Lip-gloss Pink | Teen Ink

Lip-gloss Pink

January 8, 2010
By Sylfalix SILVER, Providence, Rhode Island
Sylfalix SILVER, Providence, Rhode Island
7 articles 0 photos 0 comments

Lip-Gloss Pink
I had to hit that moment. Because so many of us don’t understand. Because so many of us forget. My body stiff, my hair flowers that haven’t seen the sun for a while. A filigree of frost on the window. Quick. Faster. The hardened snow I speed by strangely glowing like flashlights for me. I run but that vehement wind rakes through my hair and numbs and burns my face and I’m an idiot for not taking my gloves—Ow..ow—I cannot feel my cheeks—my breath raspy, not cadenced and too jagged; mucus hindering my respiration; my heart in a frenzy. And then I can no more. I balk though the wind pushes me and I slip on the frosty grass and fall splayed like a fallen star. My chin lies on the ground and I’m level with the residues of autumn’s bounty--tufts of tussocky grass with shafts erect as if electrified, behatted with bulbs of frozen dew. And up, it seems infinitely above me, willows lean like humpbacks with the weight of hardened snow as feathery branches skim the frozen lake. All gripped by winter’s static beauty. I look up at the sky---almost time. The nearest willow I climb with red and flaky hands using the fissures and knots in the squat bole to heave myself up. I curse again for not taking my gloves because my hands are so sore while my butt crashes down on the brushwood that accumulated here, right between the main boughs. My knee is grazed and bleeding. But finally I see….yes this is the in-between-time, so ephemeral, a couple breaths before dawn, when the world seems indecisive to wake. And I think about those girls who don’t know they can wait. The lipstick and the strange airs too. The sleepless nights, the blank stare from the computer, the endless betrayals and fights.

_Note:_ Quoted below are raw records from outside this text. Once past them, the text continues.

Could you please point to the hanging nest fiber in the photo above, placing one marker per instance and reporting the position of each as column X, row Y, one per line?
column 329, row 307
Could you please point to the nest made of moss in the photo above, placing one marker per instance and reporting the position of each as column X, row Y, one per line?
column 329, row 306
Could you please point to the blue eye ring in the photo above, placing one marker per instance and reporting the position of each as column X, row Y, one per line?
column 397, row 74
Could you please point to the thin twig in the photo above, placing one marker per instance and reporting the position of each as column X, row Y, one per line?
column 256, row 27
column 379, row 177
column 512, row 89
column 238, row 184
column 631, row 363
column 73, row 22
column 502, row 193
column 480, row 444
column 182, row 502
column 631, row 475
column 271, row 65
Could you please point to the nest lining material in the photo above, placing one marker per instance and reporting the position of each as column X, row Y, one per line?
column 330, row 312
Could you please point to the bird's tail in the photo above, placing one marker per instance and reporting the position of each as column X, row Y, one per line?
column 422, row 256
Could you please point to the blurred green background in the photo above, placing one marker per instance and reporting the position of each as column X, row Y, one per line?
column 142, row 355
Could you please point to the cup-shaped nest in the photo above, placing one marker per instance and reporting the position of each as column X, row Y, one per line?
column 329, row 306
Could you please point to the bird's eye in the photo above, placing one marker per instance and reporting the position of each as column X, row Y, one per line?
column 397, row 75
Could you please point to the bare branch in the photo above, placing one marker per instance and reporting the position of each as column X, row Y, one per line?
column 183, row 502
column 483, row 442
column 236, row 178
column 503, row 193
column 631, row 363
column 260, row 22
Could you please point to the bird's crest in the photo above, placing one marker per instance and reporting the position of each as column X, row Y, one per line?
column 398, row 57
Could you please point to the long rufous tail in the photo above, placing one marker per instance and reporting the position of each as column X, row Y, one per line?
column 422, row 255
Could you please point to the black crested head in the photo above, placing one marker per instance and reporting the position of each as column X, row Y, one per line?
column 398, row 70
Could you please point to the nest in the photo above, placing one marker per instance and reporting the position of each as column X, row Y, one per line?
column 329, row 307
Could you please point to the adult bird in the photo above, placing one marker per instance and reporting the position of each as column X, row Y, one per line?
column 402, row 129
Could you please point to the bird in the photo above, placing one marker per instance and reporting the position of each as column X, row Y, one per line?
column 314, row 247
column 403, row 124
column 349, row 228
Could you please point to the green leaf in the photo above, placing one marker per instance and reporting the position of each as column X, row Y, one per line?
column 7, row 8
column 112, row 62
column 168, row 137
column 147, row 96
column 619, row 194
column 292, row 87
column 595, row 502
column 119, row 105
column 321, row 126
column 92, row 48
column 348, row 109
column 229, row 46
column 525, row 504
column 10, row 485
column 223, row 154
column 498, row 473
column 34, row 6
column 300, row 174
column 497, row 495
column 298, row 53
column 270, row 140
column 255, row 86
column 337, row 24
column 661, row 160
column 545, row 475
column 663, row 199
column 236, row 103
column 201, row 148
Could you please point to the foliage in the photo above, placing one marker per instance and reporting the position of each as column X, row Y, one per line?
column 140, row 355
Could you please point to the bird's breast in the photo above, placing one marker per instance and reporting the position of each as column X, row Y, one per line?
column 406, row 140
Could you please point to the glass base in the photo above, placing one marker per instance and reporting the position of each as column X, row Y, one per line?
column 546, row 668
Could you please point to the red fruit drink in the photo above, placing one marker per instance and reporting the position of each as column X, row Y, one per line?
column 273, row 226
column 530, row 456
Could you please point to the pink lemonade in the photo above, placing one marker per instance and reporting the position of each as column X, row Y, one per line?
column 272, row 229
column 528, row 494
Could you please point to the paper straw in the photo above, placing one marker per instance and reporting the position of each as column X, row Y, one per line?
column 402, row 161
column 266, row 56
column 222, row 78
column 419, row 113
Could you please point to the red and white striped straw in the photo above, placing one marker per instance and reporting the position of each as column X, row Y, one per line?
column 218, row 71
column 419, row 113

For all they know the dawn breaks in the end and nothing else matters. But a teen is in-between and that’s what they don’t understand. And I, fascinated, watch the dying of the night. I sit pressed against the tree’s heart and I imagine it speaking to me, telling me the way its leaves catch the rising sun, the way it feels when water seeps up its roots and how wonderful it may feel to hear, perched upon a twig the song of a little bird.





Dawn breaks; the city awash with mascara-spider shadows and lip-gloss pink, and the in-between moment is gone.


The author's comments:
I wrote this piece because I am 13 and just starting to be a teenager, and I feel like girljust grow up, at my age, too quickly.